||Seen in National Geo|
Crocodile Meat, Bush Foods Find Popularity in Aussie Stores
Stephanie Peatling in Sydney
September 14, 2006
In Australia, urban restaurants today are more likely to offer dishes like low-fat kangaroo, perhaps served on a bed of warrigal greens with a berry jus of lilly pillies.
These so-called bush foods were once found only in outback towns like Alice Springs, where tourists might try a bit of native tucker.
(Read a travel article about seeing Australia through Aboriginal eyes.)
But more recently, indigenous foods have left the bush for more visible spots in city restaurants and supermarkets.
As Australia's appetite for indigenous foods has grown, so have the business opportunities for isolated Aboriginal communities.
In 1986 Juliegh and Ian Robins set up what is now the country's largest native herbs and spices company, Robins Foods.
The former chefs wanted to bring new tastes and flavors into mainstream Australian cooking and also help rural Aboriginal communities create their own businesses.

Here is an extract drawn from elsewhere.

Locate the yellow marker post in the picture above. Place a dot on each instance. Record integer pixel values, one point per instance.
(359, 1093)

The company is now partnered with one of Australia's best-known food brands, Ward McKenzie, to bring native foods, such as kakadu plums, wattle seeds (which, when roasted, have hints of coffee, hazelnut, and chocolate flavors), and bush tomatoes, to a wider market.

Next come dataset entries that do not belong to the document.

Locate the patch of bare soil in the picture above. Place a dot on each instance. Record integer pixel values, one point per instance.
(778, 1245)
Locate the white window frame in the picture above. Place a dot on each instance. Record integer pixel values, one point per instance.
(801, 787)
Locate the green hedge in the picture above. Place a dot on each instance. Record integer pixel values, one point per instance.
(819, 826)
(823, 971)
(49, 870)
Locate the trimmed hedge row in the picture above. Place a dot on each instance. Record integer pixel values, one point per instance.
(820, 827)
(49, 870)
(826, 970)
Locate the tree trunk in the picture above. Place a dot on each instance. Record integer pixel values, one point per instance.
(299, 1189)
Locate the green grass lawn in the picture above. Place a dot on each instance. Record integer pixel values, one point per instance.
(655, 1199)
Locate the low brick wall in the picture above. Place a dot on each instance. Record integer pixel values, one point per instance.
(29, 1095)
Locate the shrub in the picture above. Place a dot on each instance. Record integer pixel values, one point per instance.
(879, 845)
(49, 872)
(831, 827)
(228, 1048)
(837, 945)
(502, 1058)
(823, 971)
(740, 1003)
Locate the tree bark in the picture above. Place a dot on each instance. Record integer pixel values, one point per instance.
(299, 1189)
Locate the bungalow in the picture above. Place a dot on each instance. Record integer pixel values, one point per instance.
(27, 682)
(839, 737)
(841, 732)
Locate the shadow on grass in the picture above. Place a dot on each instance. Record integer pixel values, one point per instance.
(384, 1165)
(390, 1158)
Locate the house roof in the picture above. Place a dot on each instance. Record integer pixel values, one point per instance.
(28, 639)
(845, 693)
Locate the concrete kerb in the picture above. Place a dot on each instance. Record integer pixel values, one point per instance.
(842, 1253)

Juliegh Robins described it as less of a business arrangement and more of a "nurturing relationship to enable us to grow the industry and the supply chain."
Feral Pigs, Camels
The partnership means indigenous food products now sit on the shelves of one of the country's major supermarket chains alongside more traditional herbs, spices, marinades, and chutneys.
"People pick up the [standard] sauces, dressings, and chutneys and know what to do with them," Robins said. "It will be interesting to see what people do when they pick up raw [native] herbs."

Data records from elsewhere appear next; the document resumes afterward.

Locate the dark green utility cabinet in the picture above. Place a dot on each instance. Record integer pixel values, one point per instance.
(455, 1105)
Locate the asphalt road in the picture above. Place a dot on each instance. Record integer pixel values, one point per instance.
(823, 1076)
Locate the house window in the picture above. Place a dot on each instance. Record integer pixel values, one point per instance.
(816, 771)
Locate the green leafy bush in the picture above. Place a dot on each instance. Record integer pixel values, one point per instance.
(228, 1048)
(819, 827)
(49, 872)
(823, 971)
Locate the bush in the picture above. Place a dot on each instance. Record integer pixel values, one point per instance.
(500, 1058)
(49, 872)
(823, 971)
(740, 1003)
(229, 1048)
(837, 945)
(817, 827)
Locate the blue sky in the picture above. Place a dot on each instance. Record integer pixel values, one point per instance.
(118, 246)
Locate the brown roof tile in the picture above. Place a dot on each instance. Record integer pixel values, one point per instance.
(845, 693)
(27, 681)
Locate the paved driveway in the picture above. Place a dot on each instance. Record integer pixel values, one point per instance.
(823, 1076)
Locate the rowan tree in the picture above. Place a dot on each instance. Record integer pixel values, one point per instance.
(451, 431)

New research by the Australian Rural Industries Research and Development Corporation suggests the partnership could signal a growing interest in indigenous foods.
The report found that 27 native foods—such as crocodiles, emus, kangaroos, possums, essential oils, nuts, wild herbs, and native fruits and vegetables—add half a billion dollars (U.S.) to the economy each year.
The market share is still small. Indigenous foods claim just 2.2 percent Australia's total farm production—about 2.2 per cent. And only game birds, kangaroos, macadamia nuts, Asian vegetables, tropical fruits, and olives gross more than 23 million dollars (U.S.) a year as individual commodities.
But the study suggests that native foods could have added social and environmental benefits. Harvesting wild game like feral pigs and camels, for example, could reduce environmental damage caused by the nonnative species, the authors write.
Robins says that as more people acquire a taste for bush foods—such as peach-like quandongs, pear-shaped riberries, wild limes, and mountain pepper—more indigenous communities will be able to establish businesses that allow them to remain on their ancestral lands.
"In 30 years' time we want to make sure that Aboriginal people have a real role in the industry," Robins said.
To help guarantee a steady supply chain for indigenous food products, Robins Foods' created Indigenous Australian Foods, a nonprofit company made up of Aboriginal members.
The nonprofit sells products from eight Aboriginal companies representing 300 communities, many of them located more a hundred miles from any town. (See Australia map.)
"If [Aboriginal communities] aren't linked into a market, they haven't got a hope," Robins said.
"Even though it's culturally and intellectually their knowledge, it wouldn't take long for [their market share] to be taken away. Twenty years down the track, it's too late for them to come back in."